Okay, hardly meeting him eye for eye. But I’m trying really fucking hard.
“How you broke into my house. How you watched me.”
“That won’t—” His thick voice cuts off, and he glances away from me. “You know that’s not—”
“The same as raping someone?” I whisper furiously, leaning in even closer so he’s forced to look at me. “I dunno, Briar. I kinda feel it’s one of the first rungs on the motherfucking ladder.”
His eyes touch me then, and for a moment — the briefest, craziest moment — I know he’s not a bad person.
But see, that thought has nothing to do with common sense, logic, or facts. That’s my fucking vagina talking again.
Briar is a criminal. He dodged the law once, but I’ve vowed to myself and Addison that it will never happen again. If that means he spends a few months cleaning trash on the side of the road instead of hard time in jail, so be it.
At least his record won’
t reflect the perfect imitation high schooler he shows the world. There will be a black mark on his name.
Until his father washes it off, of course.
Briar ducks, grabs the backpack off the floor, and backs up toward the door.
“This isn’t over,” he growls. He stabs a finger in Addison’s direction, but doesn’t take his eyes off me. He gives my switchblade a contemptuous smirk, and then he’s gone.
My legs give out, but I don’t feel anything when I hit the floor. Moments later, Addy’s by my side. She throws her arms over me and starts crying again.
I would have joined her, but I have no tears.
My fury boiled them all away.
Chapter Thirty-Seven
Briar
As soon as I’m in my Mustang, I take out my phone. My hands are trembling so bad, it takes three attempts before I can call Marcus. I put the car into gear and peel out of Addy’s driveaway, one hand on the wheel and the other holding my phone to my ear.
“Pick up, pick up.” I push the words through gritted teeth.
He answers on the next ring. “Yeah?”
“You at home?”
“The fuck else would I be?”
He’s pissed off, but I can’t blame him. “Listen, I need you to do something for me.”
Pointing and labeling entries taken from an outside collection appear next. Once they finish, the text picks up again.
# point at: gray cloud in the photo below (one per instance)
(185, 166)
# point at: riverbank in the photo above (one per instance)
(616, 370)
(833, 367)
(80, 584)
There’s silence on the other end of the line. It could have gone so many ways — he could have laughed in my ear and put down the phone. He could have cursed me to the nth generation.
But Marcus was, and always will be, my closest friend.
“Tell me what you need, bro.”
* * *
As I’m waiting for the golf estate’s boom to rise, I re-read the message my father sent last night. Judging from the time stamp, and if I remember correctly, I was probably on my third game of pool and my sixth beer. No wonder I didn’t hear it come through.
We need to talk.
11:45am
Angel Falls Cemetery
Don’t be late.
I lock my phone and toss it on the passenger seat. My eyes slide to the clock on my dash. I thought I would have more time, but I woke up late, and it took me a while to get my head straight.